「平安妖異伝」「道長の冒険」2010/05/14 01:39

 1300年祭とやらで、奈良が注目を浴びていますが、あえて平安京を。

 藤原道長、まだ二十代半ばで、まだ摂関家の五男坊で政治の中心部に入り込む気配の無かった頃。彼が遭遇する怪異と、それを助ける少年・秦真比呂の短編連作集。
 なんか、読んでて眠くなるんですよねえ。平岩弓枝作品は、庶民の江戸情緒は凄く生き生き描いてくれるのに、京の貴族の雅やその裏の暗黒は、なんだか曖昧で。
 私が日本史に疎いせいもあるかもしれません。現代の子供の名前は読み方が分からないってよく聞きますが、昔の人の名前の方が読み方分かりません。物語の核となるのが、真比呂の操る音楽・楽器なのですが、「篳篥の音色」と書かれていても、私には想像しづらいっていうか。
 真比呂は楽器の心を解し、音楽の力を操る超能力少年で、たとえばハーメルンの笛吹きみたいな芸当も成してしまうのですが、この子があまりにも何でも知っていて何でもできてしまうのも、緊張感がなくなってしまう一因でしょう。

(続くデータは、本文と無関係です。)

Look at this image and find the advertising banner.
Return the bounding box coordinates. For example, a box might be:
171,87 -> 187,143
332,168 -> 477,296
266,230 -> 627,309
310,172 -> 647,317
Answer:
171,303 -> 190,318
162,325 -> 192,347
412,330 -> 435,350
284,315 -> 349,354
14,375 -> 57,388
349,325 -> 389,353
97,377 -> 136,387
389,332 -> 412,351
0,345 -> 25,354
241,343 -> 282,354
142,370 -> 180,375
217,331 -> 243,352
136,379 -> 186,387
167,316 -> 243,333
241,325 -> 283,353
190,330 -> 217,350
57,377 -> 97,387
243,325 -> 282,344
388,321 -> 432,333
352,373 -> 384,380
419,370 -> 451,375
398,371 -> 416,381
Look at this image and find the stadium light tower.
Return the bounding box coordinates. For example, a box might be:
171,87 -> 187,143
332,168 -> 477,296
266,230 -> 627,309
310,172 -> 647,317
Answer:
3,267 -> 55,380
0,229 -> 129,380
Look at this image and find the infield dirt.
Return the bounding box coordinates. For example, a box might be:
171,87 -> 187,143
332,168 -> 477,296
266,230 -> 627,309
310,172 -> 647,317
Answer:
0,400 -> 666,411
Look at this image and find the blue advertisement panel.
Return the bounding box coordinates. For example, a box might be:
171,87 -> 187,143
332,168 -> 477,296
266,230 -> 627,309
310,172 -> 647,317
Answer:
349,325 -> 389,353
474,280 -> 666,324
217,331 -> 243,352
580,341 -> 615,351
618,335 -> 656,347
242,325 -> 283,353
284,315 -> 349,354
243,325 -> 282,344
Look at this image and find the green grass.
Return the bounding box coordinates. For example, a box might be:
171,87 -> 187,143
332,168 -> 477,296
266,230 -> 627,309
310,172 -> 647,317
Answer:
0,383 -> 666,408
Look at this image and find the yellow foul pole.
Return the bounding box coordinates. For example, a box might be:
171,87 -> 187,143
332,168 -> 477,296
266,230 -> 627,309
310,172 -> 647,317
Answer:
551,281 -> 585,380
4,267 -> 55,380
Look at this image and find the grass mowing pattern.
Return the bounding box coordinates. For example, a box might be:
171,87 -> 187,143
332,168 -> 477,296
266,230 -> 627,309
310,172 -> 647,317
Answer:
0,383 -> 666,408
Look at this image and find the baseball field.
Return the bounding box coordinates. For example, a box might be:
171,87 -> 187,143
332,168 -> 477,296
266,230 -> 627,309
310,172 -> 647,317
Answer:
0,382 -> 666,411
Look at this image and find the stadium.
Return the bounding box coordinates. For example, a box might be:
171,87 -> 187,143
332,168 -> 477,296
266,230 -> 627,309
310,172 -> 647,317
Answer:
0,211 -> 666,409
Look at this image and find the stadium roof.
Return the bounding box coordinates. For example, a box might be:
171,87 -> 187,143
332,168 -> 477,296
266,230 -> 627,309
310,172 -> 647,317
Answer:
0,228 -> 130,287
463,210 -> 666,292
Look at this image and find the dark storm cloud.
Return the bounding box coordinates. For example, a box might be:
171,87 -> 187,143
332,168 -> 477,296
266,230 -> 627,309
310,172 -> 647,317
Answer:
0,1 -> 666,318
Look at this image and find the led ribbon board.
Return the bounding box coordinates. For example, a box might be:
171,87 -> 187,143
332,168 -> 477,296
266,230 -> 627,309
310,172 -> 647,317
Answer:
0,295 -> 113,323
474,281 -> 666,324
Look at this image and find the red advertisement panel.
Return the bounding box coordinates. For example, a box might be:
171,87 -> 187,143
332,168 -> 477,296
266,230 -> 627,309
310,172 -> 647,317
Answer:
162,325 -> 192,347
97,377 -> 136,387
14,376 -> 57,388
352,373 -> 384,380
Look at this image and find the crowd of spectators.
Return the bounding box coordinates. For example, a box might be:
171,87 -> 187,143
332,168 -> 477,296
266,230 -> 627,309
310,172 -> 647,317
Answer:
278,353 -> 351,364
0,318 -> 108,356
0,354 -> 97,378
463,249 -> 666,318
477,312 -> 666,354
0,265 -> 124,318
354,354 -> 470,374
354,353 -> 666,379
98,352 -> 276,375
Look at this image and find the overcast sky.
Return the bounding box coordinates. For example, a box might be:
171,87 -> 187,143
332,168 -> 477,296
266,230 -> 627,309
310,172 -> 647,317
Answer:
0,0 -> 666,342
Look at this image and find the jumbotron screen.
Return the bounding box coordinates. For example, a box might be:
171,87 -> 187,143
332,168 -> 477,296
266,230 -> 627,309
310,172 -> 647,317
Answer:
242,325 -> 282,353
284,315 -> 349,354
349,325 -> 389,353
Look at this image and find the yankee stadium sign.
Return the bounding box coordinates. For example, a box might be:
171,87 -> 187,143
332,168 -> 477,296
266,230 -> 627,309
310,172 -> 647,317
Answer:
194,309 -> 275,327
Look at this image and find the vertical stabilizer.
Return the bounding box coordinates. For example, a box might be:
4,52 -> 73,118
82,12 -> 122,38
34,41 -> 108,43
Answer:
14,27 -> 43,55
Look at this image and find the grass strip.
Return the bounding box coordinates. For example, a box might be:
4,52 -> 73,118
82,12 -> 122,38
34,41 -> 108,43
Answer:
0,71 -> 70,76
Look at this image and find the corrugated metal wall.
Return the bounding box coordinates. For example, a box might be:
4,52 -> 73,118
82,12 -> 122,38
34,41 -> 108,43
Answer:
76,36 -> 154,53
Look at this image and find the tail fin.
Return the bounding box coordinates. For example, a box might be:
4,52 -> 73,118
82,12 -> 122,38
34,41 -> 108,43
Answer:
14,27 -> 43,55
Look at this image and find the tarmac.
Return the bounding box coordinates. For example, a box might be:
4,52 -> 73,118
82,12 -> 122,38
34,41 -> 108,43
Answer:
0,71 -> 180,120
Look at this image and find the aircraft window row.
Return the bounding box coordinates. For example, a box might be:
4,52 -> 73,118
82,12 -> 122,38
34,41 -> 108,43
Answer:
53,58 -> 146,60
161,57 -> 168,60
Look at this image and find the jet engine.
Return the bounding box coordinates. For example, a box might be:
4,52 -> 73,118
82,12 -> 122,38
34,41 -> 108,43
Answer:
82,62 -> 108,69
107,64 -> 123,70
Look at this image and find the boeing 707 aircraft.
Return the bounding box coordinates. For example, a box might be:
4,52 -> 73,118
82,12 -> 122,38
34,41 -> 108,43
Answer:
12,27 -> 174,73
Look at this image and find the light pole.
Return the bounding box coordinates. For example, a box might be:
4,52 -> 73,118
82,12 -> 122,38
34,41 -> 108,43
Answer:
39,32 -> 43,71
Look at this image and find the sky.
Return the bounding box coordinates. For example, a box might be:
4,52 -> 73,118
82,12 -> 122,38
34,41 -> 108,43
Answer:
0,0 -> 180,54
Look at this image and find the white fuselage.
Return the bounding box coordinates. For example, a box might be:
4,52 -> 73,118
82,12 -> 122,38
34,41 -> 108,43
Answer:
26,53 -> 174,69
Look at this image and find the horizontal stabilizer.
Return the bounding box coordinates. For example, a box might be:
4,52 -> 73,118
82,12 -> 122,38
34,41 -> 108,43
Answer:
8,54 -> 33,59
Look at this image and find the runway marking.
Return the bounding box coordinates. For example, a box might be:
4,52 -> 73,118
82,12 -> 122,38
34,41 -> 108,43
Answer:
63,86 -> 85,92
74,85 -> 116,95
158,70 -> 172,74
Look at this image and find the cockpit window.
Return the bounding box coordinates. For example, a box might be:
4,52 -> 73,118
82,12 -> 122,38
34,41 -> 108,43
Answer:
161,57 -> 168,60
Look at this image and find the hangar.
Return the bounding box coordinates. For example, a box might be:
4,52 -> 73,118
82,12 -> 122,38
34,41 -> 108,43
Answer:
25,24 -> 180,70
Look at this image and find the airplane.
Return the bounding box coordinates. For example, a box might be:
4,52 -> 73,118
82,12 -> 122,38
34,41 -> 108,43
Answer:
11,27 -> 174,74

「蛙人」なんかは、ちょっとホラーっぽくていい感じだったかなあ。

 ところが、その続編となる「道長の冒険」は、同じ小説新潮連載(前者は99年から2000年、後者は03年から04年)とは思えない、趣の違う作品で、私はこちらのほうが好みです。
 副題には「平安妖異伝」とありますが、舞台はほとんど京から離れた異国で、道長イン・ワンダーランドって感じです。ウサギならぬ猫の寅麿をお供に、根の国に捕らえられた真比呂を救出する旅に出るのです。
 道長って、「この世はわが世」っていう、ちょいと調子に乗ったこと言ったために悪いイメージを持たれがちですが、この小説の道長はすっごいいい人です。前作の中納言から大納言に出世してますが、やはり出世欲はなく権力をカサにきたところも無く、旅先で出会う困っている人たちを見捨てておけない親切な人です。
 そうやって、人助けしたり妖怪退治したり神仏精霊の加護を得たりして旅をしていきます。子供の頃に読んだ冒険ファンタジーを思い出させる懐かしさ。こういう冒険譚の発展系として、後の平岩版「西遊記」に繋がっていくのですね。